Employers, according to Lee, must look at how training and capacity building could improve employees’ skills and prepare them before adopting and implementing the new technologies.
“Artificial intelligence automates various tasks that can lead to loss of jobs or it can spawn new types of jobs that require creativity and complex problem-solving tasks automation isn’t well suited to. This requires the adaptation of new skills that involves retraining.
“Employees must be equipped with the skills that will prepare them for the jobs of tomorrow.
“Talent development, lifelong learning and career reinvention are the way to embrace Industry 4.0, ” he said, adding that developing employee competencies should be one of an organisation’s priorities.
Lee said employees must also be trained based on an understanding of new emerging risks.
“For example, wrong gestures or misinterpreted commands sent to the wrong machine will lead to safety incidents.
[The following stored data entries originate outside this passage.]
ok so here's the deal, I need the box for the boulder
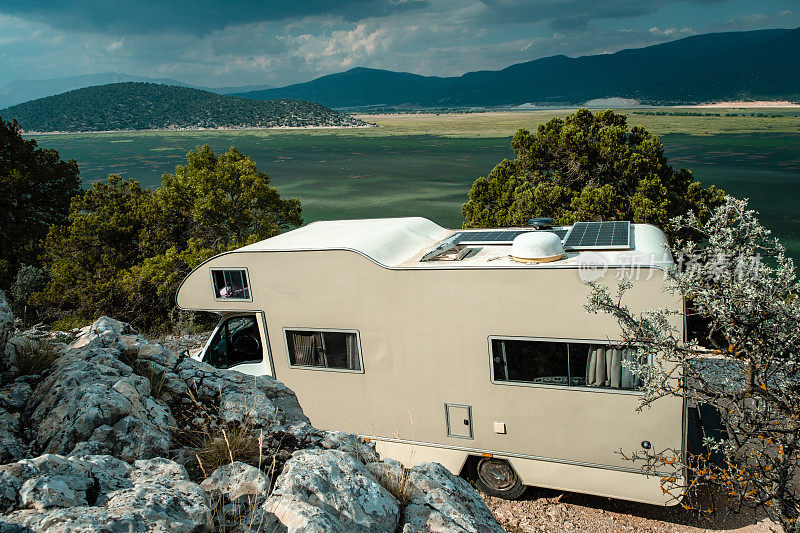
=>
[27,340,175,461]
[320,431,381,464]
[202,461,270,503]
[0,454,211,532]
[202,461,277,530]
[68,316,137,351]
[175,356,311,438]
[401,462,505,533]
[265,448,400,532]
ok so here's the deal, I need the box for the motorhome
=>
[176,217,686,504]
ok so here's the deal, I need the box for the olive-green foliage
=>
[461,109,724,234]
[0,117,80,289]
[37,145,302,331]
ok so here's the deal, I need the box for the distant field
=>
[31,109,800,261]
[351,109,800,137]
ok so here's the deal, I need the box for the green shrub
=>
[50,316,90,332]
[37,145,302,332]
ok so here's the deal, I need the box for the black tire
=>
[470,457,526,499]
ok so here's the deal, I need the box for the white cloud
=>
[106,38,124,52]
[648,26,696,37]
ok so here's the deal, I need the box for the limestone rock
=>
[0,407,27,463]
[202,461,279,531]
[0,381,32,411]
[175,356,311,437]
[320,431,381,464]
[68,316,136,351]
[27,342,175,461]
[0,314,505,532]
[202,461,270,503]
[0,454,210,532]
[265,448,400,532]
[401,462,504,533]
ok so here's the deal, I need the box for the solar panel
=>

“Over-reliance on cobots (collaborative robots) or exoskeletons for manual tasks may affect an employee’s physical health such as loss of muscle or bone density, ” he said.
Other potential occupational safety and health issues might also include psycho-social risk factors where people are driven to work at a cobot’s pace or collisions between a cobot and a person, Lee said.
“Security and privacy issues will also be another risk that we need to address.
“Stolen data, disturbance of interaction, paralysed system structures and external attacks on cloud-based storage will be among the threats faced by organisations.
“Cyber security is a real concern as most groups are not really prepared for them, ” he cautioned.
Employees might also face privacy issues as everything may be recorded and analysed, and protecting data could turn difficult, he added.“However, the advantages of Industry 4.0 outweigh the challenges faced by organisations.
“The advent of the latest technologies won’t exactly replace the employees or a particularly safety professional.
“It will allow employees to perform their task efficiently, increase productivity while reducing risks and injuries.
“Big data will also make safety professionals better at what they should – that is, to create a safe and healthy work culture that keeps people safe, reduces incidents and prevents accidents, ” Lee said.